Così, senza rendermi conto di quanto stesse succedendo mi ritrovai catapultato su di un palco con tanti altri bambini per farmi sentire dagli esperti … scelsi di presentarmi con una canzone dell’anno precedente, I Fratelli del Far West. E così venni scelto per cantare una canzone che parlava di un bambino estremamente curioso (mi hanno inquadrato subito …), si trattava di “Ecciunfete nel Pozzo”.

Non ricordo molti fatti di quel periodo ma sicuramente rimarrà indimenticabile il sorriso di Mariele quando insegnava, incoraggiava e sosteneva ognuno di noi …! Ricordo con affetto anche gli “adulti” dello Zecchino, Cino Tortorella, Peppino Mazzullo e Padre Berardo. I ricordi più divertenti sono però legati ai miei coetanei tutti davvero simpatici e piacevoli ma in particolare nel mio cuore sono rimasti Patrizia Barnaba (Il Cane Capellone), perché avrei voluto fosse la mia fidanzatina e Valter Brugiolo (Popoff) il bambino con il quale ho legato maggiormente … è singolare il fatto che a lui piaceva la mia canzone e avrebbe voluto che vincessi io mentre a me piaceva la sua e, per amicizia, ovviamente tifavo per lui … poi con mia grande soddisfazione vinse lui …!

I miei genitori legarono con i genitori di Bruno Piro (Il Leprotto Pim Pum Pam) così dopo qualche mese mi invitarono ad Acireale per partecipare ad una gara canora per giovani promesse chiamata “La Sicilia D’Oro”, così mi recai a Roma per incidere il mio secondo disco e da lì continuai per qualche anno a cantare sui palchi della Romagna … venni invitato anche diverse volte in TV nei programmi legati all’Antoniano come “La Festa dei Remigini” o “La Festa della Mamma”. Chissà che sarebbe successo se avessi continuato a cantare…?!
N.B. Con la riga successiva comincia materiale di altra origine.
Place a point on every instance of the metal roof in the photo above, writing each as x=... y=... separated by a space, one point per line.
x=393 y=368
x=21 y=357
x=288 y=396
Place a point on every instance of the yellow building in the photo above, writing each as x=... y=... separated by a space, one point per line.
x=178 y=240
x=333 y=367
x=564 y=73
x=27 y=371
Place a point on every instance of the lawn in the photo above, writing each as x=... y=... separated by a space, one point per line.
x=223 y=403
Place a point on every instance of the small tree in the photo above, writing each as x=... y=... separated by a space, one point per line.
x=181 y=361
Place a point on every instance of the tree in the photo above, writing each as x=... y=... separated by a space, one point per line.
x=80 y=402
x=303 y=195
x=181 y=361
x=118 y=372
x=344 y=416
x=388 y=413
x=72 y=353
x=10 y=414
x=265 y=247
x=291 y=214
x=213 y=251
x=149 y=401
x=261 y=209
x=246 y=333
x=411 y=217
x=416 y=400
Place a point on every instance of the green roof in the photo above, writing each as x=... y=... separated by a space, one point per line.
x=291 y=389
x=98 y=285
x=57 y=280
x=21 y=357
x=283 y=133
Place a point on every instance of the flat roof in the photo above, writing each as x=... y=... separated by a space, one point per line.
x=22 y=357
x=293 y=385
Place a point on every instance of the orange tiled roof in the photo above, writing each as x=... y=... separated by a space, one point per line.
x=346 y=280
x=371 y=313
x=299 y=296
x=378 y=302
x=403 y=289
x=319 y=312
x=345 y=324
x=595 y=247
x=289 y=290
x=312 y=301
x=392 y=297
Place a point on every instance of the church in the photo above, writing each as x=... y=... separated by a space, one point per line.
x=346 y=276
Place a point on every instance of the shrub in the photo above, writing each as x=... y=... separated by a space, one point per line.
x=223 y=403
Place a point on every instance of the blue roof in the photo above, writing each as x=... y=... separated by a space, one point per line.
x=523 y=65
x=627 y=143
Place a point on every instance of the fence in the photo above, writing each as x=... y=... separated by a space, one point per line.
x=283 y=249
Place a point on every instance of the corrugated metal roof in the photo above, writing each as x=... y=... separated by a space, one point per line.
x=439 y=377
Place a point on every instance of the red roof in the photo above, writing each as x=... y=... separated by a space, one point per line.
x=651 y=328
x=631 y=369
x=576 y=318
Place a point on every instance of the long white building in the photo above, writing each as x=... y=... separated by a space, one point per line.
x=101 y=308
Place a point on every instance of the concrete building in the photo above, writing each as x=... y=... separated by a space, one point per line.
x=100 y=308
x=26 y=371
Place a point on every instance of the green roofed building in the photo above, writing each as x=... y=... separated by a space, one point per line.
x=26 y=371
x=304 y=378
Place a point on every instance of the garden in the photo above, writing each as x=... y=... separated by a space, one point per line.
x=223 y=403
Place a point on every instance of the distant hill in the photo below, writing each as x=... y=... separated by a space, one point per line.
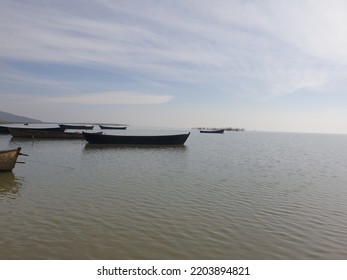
x=7 y=117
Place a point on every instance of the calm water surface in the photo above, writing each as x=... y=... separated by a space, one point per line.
x=239 y=195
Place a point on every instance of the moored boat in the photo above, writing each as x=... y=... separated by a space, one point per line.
x=178 y=139
x=4 y=130
x=112 y=126
x=8 y=159
x=220 y=131
x=76 y=126
x=42 y=134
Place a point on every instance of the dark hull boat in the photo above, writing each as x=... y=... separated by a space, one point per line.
x=112 y=127
x=42 y=134
x=220 y=131
x=177 y=139
x=8 y=159
x=4 y=130
x=72 y=126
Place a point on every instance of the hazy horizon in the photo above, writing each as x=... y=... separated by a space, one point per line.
x=265 y=66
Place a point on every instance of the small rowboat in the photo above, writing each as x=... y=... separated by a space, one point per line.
x=43 y=134
x=220 y=131
x=112 y=127
x=4 y=130
x=76 y=126
x=177 y=139
x=8 y=159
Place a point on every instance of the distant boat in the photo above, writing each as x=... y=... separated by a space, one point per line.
x=220 y=131
x=177 y=139
x=4 y=130
x=39 y=134
x=112 y=126
x=76 y=126
x=8 y=159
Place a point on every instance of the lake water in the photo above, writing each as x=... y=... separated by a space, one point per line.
x=237 y=195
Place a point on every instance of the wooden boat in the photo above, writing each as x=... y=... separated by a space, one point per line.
x=178 y=139
x=43 y=134
x=220 y=131
x=73 y=126
x=112 y=126
x=8 y=159
x=4 y=130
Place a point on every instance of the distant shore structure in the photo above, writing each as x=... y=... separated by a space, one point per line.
x=220 y=128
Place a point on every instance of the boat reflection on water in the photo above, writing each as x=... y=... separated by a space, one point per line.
x=97 y=147
x=9 y=184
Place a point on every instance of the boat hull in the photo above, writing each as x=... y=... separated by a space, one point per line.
x=178 y=139
x=112 y=127
x=8 y=159
x=71 y=126
x=41 y=134
x=218 y=131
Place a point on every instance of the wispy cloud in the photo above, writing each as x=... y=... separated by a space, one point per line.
x=98 y=98
x=228 y=50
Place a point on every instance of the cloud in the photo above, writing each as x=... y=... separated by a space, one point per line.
x=109 y=98
x=100 y=98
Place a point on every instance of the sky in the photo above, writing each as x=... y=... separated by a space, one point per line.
x=264 y=65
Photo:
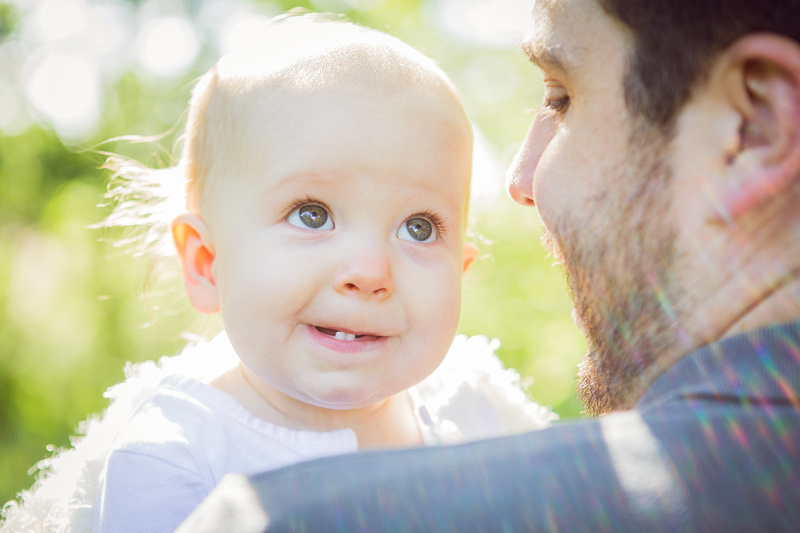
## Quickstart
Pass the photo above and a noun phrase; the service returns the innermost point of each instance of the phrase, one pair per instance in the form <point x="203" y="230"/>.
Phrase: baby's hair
<point x="299" y="52"/>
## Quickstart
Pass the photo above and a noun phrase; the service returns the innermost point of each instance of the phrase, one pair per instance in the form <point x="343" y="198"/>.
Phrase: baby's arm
<point x="140" y="492"/>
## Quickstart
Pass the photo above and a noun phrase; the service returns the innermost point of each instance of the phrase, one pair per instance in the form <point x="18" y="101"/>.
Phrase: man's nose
<point x="519" y="177"/>
<point x="366" y="275"/>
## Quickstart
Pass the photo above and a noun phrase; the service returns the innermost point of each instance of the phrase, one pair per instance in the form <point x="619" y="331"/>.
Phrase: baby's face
<point x="338" y="240"/>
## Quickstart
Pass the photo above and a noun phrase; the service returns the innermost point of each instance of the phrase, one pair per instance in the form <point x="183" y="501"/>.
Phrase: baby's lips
<point x="359" y="335"/>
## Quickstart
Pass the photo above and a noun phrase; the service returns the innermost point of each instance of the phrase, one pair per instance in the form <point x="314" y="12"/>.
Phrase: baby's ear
<point x="470" y="254"/>
<point x="195" y="248"/>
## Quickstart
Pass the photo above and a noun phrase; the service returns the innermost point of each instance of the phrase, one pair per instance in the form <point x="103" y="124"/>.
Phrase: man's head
<point x="664" y="163"/>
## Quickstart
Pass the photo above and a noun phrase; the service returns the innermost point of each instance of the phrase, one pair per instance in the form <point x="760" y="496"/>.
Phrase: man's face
<point x="601" y="183"/>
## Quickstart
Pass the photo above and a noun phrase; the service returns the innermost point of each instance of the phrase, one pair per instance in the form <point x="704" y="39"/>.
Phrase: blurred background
<point x="75" y="75"/>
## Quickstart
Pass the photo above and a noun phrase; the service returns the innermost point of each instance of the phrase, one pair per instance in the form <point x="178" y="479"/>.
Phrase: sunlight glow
<point x="65" y="89"/>
<point x="497" y="23"/>
<point x="60" y="19"/>
<point x="167" y="47"/>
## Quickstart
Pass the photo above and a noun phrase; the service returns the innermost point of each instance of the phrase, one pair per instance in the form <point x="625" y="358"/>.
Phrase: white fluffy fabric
<point x="63" y="496"/>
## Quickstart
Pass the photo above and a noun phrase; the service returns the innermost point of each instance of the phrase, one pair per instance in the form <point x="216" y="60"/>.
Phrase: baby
<point x="326" y="180"/>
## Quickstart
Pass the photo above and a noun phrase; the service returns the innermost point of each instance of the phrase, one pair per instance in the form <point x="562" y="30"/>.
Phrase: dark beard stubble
<point x="620" y="273"/>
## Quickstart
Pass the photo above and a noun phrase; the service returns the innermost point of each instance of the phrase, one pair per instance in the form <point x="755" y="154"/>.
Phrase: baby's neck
<point x="389" y="423"/>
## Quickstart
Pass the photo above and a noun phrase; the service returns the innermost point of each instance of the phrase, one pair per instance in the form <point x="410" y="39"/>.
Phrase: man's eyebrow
<point x="544" y="56"/>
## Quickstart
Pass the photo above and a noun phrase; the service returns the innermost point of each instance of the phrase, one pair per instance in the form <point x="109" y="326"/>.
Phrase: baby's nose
<point x="365" y="276"/>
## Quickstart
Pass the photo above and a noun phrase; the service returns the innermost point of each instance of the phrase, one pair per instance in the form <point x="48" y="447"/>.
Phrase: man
<point x="665" y="165"/>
Mio padre era una persona conosciuta da tutti al mio paese, poi dopo lo Zecchino divenni il personaggio del momento.

Qualche anno fa sono stato cercato dalla Endemol per partecipare a “I Migliori Anni” e anche solo qualche minuto con Carlo Conti ha fatto riaffiorare piacevoli ricordi. … tutto questo è davvero straordinario …!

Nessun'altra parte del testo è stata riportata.